The Panthers did this effectively with the artwork of Emory Douglas, who was their minister of culture. They also did this via their revolutionary band, the Lumpen. Acts like Last Poets, the Watts Prophets and Gil Scott-Heron had an influence on early hip-hop in Oakland. But so did the more politicized works of popular acts like James Brown, Sly Stone, Parliament and Fela Kuti.

Early on, key elders from past liberation movements, such as former Black Panther Kiilu Nyasha, aka Sister Kiilu, sat down with Oakland's hip-hop community to educate them about activism. Sister Kiilu said that in the late '80s, when she was organizing events in support of then-political prisoner and former Panther Geronimo Pratt, her daughter was heavily into the emerging gangsta rap scene.

To turn things around, she used Pratt's birthday party as a way to engage some of the rappers. She invited them to perform and help organize the event, but she had a caveat: In return, they were required to take her political-education classes at her home. One or two sessions grew into many; other elders from the freedom-struggle movements started coming, too, including poet-author Piri Thomas. Among the younger generation who showed up: Money B of Digital Underground, Boots of the Coup, Michael Franti of Spearhead, Del tha Funkee Homosapien and Chris Burger of Alphabet Soup.
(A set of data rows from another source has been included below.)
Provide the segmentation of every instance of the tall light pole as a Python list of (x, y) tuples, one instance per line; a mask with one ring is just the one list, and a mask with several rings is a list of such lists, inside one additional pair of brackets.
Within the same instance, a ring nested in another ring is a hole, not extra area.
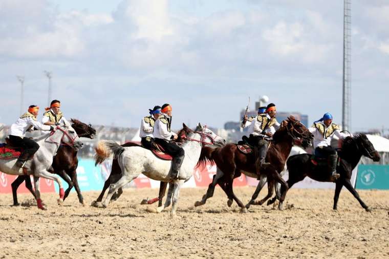
[(20, 114), (22, 114), (23, 113), (23, 111), (24, 111), (24, 109), (23, 109), (23, 97), (24, 96), (24, 76), (16, 76), (16, 78), (17, 78), (17, 80), (19, 80), (19, 82), (20, 82)]
[(47, 97), (47, 105), (50, 106), (50, 102), (51, 101), (51, 78), (53, 77), (53, 73), (50, 71), (44, 71), (45, 75), (49, 79), (49, 91), (48, 95)]
[(344, 0), (342, 128), (351, 131), (351, 0)]

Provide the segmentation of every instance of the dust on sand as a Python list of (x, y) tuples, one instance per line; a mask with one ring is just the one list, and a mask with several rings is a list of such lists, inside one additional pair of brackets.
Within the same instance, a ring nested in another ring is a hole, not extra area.
[[(235, 192), (247, 202), (254, 190)], [(31, 205), (30, 195), (12, 207), (11, 195), (2, 194), (0, 258), (388, 257), (389, 191), (359, 192), (372, 212), (345, 189), (337, 211), (332, 190), (292, 189), (284, 211), (252, 206), (242, 213), (235, 203), (227, 207), (220, 188), (199, 207), (193, 205), (205, 189), (183, 189), (174, 219), (169, 210), (140, 205), (156, 189), (125, 190), (106, 209), (79, 205), (74, 192), (61, 207), (57, 193), (44, 193), (47, 211)], [(90, 204), (98, 193), (83, 194)]]

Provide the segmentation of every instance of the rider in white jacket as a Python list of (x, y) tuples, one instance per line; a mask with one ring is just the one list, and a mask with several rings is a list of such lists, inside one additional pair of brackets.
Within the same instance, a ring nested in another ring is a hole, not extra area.
[(39, 148), (35, 141), (24, 137), (26, 132), (33, 127), (41, 131), (54, 130), (53, 126), (44, 125), (37, 121), (36, 116), (39, 113), (39, 109), (36, 105), (30, 106), (28, 111), (20, 116), (10, 128), (9, 140), (11, 144), (16, 147), (21, 147), (24, 149), (16, 161), (16, 165), (19, 167), (23, 167), (26, 161), (32, 157)]
[(314, 136), (315, 155), (327, 159), (331, 180), (336, 181), (340, 176), (336, 172), (338, 155), (335, 148), (331, 145), (331, 140), (335, 136), (339, 139), (343, 139), (349, 135), (340, 132), (339, 126), (332, 123), (332, 115), (329, 113), (325, 114), (320, 120), (314, 122), (312, 126), (308, 130)]

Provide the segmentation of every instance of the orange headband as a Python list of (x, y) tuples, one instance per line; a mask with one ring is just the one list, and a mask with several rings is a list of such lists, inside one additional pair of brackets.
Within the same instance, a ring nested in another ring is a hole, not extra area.
[(170, 105), (167, 105), (163, 108), (162, 110), (161, 110), (161, 111), (163, 113), (165, 113), (169, 111), (171, 111), (171, 106)]
[(28, 112), (29, 113), (33, 113), (34, 112), (37, 112), (39, 111), (39, 107), (37, 106), (36, 106), (35, 107), (33, 107), (32, 108), (29, 108), (28, 109)]
[(61, 106), (61, 103), (60, 102), (54, 102), (54, 103), (53, 103), (52, 104), (50, 105), (50, 107), (47, 107), (46, 108), (45, 108), (45, 110), (46, 111), (49, 111), (49, 110), (50, 110), (50, 108), (52, 108), (53, 107), (59, 107), (60, 106)]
Tupac Shakur didn't come to Kiilu's lessons, even though Kiilu and his mother, former Panther Afeni Shakur, were close friends. Once, she said, 2Pac, who was part of a writer's collective in nearby Marin County, rapped about Pratt, who was his godfather.

Also working with young rappers was the late Rafiq Bilal, a former member of the Black Man's Volunteer Army of Liberation, an offshoot of one of Malcolm X's organizations. Bilal, a Muslim and former drug counselor at the Haight Ashbury Free Clinic, saw the potential of hip-hop. Wanting to create a safe space for those gravitating toward the culture, he opened the Upper Room, an alcohol-free spot in downtown San Francisco, ostensibly to create a space for his son, Mohammed, a local rapper with the group Midnight Voices.